Is it true that kids can only be socialized in a school environment?

Now, this is a question that can be very frustrating, because the answer is both yes and no.  It all depends upon what is meant by the word ‘socialize’.

One of my research respondents said, “The definition of socialization is essential in understanding this question.”  And they were dead right.  How we define the process of socialization will determine where and how the socialization process needs to take place.

Socialists of many stripes, including so-called Christian socialists, dominate the schooling system at all levels.  A former Education Minister in the Federal Government (who became a Prime Minister) is a self-proclaimed Fabian Socialist*, and has advanced the socialist cause in schools from her elevated positions of civil authority (think Australian Curriculum).  Teachers’ Unions are socialist fronts and text books are written from a socialist perspective.  Karl Marx, the father of modern socialist thinking, in Part II of his Communist Manifesto advocated, amongst other things, “Free education for all children in public schools.”

Socialization, therefore, is the process whereby children are indoctrinated into the mindset of socialism.  Socialism is a condition of helpless dependence upon the state.  The more dependent people are upon the state, the stronger the socialist hold will be upon a society.  The ultimate end of socialism is the total control, by the state, over every minute aspect of the lives of the members of the state (think the book, 1984**).

Given this definition and context for socialization, the answer of course is, school is the most efficient institution to facilitate the socialization of a large number of children.

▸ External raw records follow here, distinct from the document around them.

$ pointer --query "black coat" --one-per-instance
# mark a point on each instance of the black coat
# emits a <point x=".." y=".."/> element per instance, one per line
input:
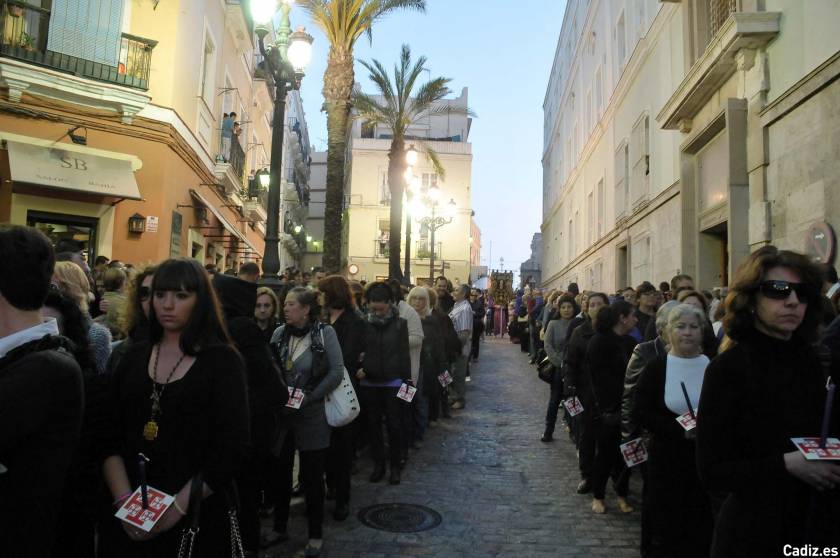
<point x="41" y="406"/>
<point x="606" y="360"/>
<point x="575" y="372"/>
<point x="680" y="516"/>
<point x="266" y="392"/>
<point x="387" y="354"/>
<point x="756" y="396"/>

However, socialization can be defined in a different way, and it is usually the way that unsuspecting parents have been taught to think about the word when confronted by teachers and others advocating that their children need to go to school to be properly socialized.  One of my respondents defined the term in this way: “Socialization is about learning to communicate to many people in many contexts, with the parent being the role-model of how to communicate.”

Another of my respondents said, “We learned (to socialize) by getting along with our family.”  Another said, “We interacted with people of a range of ages, not just children of our own age.”  Another said, “As home educated children, we have mixed with a large number of people, including Christian people.”

These comments indicate that the second understanding of the word socialize requires a much more diverse interaction between children and others than is provided by schools.  Schools lock children away in age-segregated classrooms and gets them to play in age-segregated playgrounds, thus limiting their socialization opportunities — a very good environment for brainwashing and indoctrination into a socialist mindset.  On the other hand, home-based educators, especially those who unschool, (and not home school), provide opportunities for their children to mix with a very broad range of people, but in a safe context.

From this perspective, then, children can only truly be socialized when they are unschooled, under the care and protection of loving parents and siblings.